Age-old money matters: Positivity in older adults leads to balanced investments

Jul 10, 2008

The economic and psychological term known as "sunk-cost fallacy" is a bias that leads someone to make a decision based solely on a previous financial investment. For example, a baseball fan might attend every game of the season only because he already purchased the tickets. But not everyone would force themselves to brave the pouring rain for a single game in one season simply because they previously paid for the seats.

So who is more likely to commit or avoid the sunk-cost fallacy and why? In a recent study, psychologists JoNell Strough, Clare Mehta, Joseph McFall and Kelly Schuller from West Virginia University found that younger adults were more likely to commit to a situation if they had already invested money into it, and that older adults showed a more balanced fiscal perspective of the same situation.

To get to this conclusion, the researchers presented college students and senior citizens with two vignettes to test how likely each age group would be to watch a boring, paid-for movie versus a boring, free movie.

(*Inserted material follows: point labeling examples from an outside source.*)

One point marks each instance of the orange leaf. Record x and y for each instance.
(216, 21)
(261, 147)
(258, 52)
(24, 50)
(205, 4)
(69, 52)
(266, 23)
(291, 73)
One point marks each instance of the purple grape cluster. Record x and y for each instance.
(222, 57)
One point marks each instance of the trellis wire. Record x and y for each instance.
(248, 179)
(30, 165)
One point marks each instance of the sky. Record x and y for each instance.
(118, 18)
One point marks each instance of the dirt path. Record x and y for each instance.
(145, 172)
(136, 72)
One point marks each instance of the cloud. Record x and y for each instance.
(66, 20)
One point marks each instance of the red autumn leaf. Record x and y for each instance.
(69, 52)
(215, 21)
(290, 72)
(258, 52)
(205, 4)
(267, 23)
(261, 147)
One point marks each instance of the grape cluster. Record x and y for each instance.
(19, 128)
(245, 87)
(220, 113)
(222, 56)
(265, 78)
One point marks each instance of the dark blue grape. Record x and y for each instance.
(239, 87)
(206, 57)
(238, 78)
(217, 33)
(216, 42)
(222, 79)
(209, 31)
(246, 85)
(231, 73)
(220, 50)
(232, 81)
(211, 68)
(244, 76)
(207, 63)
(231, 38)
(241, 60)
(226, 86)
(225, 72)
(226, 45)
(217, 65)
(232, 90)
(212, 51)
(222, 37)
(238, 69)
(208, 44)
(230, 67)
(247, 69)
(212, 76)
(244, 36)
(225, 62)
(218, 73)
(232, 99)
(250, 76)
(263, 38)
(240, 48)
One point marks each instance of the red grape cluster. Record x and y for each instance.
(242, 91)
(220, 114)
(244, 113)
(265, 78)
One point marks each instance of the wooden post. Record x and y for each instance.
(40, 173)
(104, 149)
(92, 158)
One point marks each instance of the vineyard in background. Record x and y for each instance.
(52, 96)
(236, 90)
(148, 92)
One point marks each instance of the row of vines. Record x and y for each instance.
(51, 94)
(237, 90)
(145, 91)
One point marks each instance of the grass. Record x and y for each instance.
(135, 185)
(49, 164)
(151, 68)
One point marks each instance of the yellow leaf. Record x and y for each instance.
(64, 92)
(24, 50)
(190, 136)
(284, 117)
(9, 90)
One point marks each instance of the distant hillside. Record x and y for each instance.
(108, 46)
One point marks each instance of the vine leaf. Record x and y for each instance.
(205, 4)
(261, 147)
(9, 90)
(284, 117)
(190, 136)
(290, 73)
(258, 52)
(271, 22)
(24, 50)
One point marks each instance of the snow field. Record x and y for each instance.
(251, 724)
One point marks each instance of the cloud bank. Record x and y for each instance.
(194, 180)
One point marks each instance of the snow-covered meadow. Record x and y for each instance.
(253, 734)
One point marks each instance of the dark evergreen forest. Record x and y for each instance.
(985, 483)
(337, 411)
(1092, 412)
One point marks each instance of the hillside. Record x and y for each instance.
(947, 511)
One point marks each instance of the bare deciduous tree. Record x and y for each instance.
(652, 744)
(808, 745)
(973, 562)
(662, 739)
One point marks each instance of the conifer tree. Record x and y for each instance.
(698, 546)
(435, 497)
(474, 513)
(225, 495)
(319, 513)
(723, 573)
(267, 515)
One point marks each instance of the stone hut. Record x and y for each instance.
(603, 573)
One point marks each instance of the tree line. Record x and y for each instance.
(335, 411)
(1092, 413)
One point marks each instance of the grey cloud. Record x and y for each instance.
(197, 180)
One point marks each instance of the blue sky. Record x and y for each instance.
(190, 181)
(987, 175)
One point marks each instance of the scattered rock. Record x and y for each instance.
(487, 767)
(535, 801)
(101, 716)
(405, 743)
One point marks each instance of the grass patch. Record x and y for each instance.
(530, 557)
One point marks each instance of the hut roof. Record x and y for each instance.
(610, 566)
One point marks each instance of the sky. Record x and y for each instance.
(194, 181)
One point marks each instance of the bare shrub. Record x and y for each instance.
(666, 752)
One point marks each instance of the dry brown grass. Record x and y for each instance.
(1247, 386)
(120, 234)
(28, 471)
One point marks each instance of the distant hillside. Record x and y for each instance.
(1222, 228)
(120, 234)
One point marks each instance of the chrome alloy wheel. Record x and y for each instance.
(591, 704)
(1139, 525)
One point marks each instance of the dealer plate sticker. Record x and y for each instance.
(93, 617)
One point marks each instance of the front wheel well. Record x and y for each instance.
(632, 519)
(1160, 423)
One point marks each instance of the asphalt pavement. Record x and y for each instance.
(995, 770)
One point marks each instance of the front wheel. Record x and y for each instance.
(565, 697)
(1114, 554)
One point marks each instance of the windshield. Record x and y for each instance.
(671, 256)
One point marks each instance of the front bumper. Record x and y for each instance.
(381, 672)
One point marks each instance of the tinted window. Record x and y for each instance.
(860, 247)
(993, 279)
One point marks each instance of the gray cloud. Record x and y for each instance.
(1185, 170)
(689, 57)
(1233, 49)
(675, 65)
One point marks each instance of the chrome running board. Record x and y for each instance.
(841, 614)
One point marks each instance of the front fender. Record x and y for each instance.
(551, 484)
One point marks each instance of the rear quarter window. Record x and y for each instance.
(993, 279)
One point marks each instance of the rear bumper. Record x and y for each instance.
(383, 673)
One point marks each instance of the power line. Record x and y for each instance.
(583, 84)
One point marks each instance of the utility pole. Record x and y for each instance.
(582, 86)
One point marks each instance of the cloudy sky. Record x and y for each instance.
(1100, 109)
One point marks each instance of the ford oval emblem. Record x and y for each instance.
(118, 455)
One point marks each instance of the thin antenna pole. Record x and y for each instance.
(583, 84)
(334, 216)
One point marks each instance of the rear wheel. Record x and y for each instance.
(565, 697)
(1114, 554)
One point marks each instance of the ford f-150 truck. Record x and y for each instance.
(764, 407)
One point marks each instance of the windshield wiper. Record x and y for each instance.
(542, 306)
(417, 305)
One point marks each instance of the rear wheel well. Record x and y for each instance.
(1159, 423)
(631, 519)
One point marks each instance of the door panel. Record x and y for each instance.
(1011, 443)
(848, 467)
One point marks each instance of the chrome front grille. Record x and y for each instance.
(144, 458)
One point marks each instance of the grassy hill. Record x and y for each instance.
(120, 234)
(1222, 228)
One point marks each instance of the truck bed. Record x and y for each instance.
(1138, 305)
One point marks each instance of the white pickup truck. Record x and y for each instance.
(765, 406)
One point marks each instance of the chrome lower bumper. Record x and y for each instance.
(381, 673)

The first vignette specifically read, "You paid $10.95 to see a movie on pay TV. After five minutes, you are bored and the movie seems pretty bad"; the other vignette did not include a cost. Participants then selected from five options regarding their projected time commitment—stop watching entirely, watch for ten more minutes, watch for twenty more minutes, watch for thirty more minutes or watch until the end.

The results, which appear in the July issue of Psychological Science, a publication of the Association for Psychological Science, show the older adults spent the same amount of time watching the movie regardless of monetary investment. In contrast, the young adults chose to invest more time in the paid-for movie than the free movie in order to avoid wasting $10.95. The psychologists attribute the distinction between younger and older peoples' decisions to differences in the way each group thinks about gains versus losses.

"Younger adults show a negativity bias," Strough explained. "They weigh negative information, such as the lost investment, more heavily than positive information and so they try to 'recover' the lost investment by investing more time."

On the other hand, older adults are more likely to view the positive side of situations; therefore, their decisions reflect a more balanced view of gains and losses. According to the psychologists, older adults' more balanced view may help them recognize that, once made, this type of investment cannot be recovered simply by committing more time to the activity.